En esta línea, sostuvo que la Electrificación no puede ser la única palanca ya que si no se cuenta con otras tecnologías no se produce un avance real en la reducción de emisiones y se generan cuellos de botella como ocurre con los puntos de recarga.

A este respecto, destacó que se percibe un cambio de tendencia en Europa en los últimos años por lo que mostró su confianza de que se acabe trasladando a la normativa. “Hay que buscar la neutralidad tecnológica”, concluyó.

“Lo importante es si Algo descarboniza o no sin vincularlo a la tecnología del equipo”, reiteró Barrero, quien cuestionó que sea eficiente el vehículo eléctrico si se recarga en un horario en el que la generación se produce con ciclos combinados de gas.

Según el Observatorio para la Descarbonización del Transporte, España necesitará alcanzar las 278 plantas de biometano y una capacidad de electrólisis de entre 7 y 12 gigavatios en 2040 para contribuir al cumplimiento de los objetivos climáticos del transporte, complementando el desarrollo de la electrificación y otras tecnologías bajas en carbono.

Por ello, el informe subraya que los objetivos de reducción de emisiones del transporte son alcanzables a través de una solución multitecnológica basada en el despliegue de nuevas cadenas de suministro energético.

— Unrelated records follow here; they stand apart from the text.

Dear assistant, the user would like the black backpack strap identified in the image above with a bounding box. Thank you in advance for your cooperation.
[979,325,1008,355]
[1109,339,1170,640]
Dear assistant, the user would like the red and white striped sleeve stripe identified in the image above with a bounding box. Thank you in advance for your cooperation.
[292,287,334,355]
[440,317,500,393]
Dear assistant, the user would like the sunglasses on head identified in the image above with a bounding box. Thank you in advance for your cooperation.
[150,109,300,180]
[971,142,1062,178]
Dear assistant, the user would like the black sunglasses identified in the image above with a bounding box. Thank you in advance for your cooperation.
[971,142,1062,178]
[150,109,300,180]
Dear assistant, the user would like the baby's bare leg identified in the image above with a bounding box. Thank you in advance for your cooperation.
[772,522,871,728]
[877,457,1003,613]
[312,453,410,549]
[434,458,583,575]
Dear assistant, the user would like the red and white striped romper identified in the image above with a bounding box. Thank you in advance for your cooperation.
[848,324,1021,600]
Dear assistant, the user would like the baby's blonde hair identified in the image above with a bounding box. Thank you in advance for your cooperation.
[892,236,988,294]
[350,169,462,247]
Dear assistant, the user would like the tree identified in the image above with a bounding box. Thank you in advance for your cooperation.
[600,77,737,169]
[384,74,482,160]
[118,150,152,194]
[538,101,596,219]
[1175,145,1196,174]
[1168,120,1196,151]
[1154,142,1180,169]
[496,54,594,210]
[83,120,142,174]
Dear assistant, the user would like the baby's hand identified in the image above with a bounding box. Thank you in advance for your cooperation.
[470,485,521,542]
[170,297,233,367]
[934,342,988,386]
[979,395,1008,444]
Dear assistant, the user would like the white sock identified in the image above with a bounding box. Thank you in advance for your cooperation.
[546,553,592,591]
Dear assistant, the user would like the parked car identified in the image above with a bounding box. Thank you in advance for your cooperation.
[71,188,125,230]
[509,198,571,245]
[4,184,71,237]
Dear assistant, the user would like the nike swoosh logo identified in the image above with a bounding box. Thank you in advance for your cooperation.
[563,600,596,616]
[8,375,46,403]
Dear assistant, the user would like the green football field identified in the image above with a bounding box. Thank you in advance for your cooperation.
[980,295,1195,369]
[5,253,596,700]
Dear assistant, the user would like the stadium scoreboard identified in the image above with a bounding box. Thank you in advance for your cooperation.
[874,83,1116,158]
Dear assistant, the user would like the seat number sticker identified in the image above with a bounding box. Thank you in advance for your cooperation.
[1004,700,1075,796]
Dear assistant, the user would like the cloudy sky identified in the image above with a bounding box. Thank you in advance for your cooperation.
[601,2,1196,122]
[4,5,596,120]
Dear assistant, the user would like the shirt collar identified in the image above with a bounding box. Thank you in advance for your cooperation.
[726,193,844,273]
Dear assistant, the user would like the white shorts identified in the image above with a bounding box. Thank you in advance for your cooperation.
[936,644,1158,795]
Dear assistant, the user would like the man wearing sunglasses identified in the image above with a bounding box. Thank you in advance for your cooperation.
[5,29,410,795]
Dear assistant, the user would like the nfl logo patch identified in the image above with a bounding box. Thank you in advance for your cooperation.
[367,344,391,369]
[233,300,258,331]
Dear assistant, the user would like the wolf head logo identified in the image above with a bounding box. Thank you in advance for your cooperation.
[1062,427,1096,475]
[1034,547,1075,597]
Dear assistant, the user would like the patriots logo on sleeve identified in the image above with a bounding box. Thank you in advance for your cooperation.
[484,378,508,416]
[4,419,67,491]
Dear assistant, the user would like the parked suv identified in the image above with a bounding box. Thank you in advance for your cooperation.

Asimismo, el estudio recalca que las decisiones tomadas entre 2025 y 2030 definirán el éxito en el cumplimiento de las metas de descarbonización para 2040, considerando la inercia del sector y los largos periodos de maduración de los proyectos industriales y que, dentro de esta hoja de ruta, los gases renovables emergen como una pieza fundamental para la transición.

El Observatorio también constata que el hidrógeno renovable utilizado en las refinerías para descarbonizar los carburantes ya no bastará para cumplir la directiva a partir de 2030. Por ello, el aumento de la ambición regulatoria en el transporte por carretera obligará a dar el salto al consumo directo de hidrógeno en el transporte mediante vehículos de pila de combustible y el desarrollo de una red de hidrogeneras de ámbito nacional.

Asimismo, apunta que los combustibles sintéticos o derivados de hidrógeno están también llamados a desempeñar un papel de gran relevancia, especialmente en el transporte marítimo y aéreo, lo que requerirá un escalado masivo de la producción de hidrógeno renovable y el desarrollo de la infraestructura que conecte la producción y el consumo.

Por todo ello, el estudio señala que el aprovechamiento de los recursos nacionales para la producción de biometano e hidrógeno representa una oportunidad clave para responder a las necesidades energéticas del transporte, reducir la dependencia exterior y convertir la transición en una palanca de desarrollo económico y liderazgo regional para la Península Ibérica.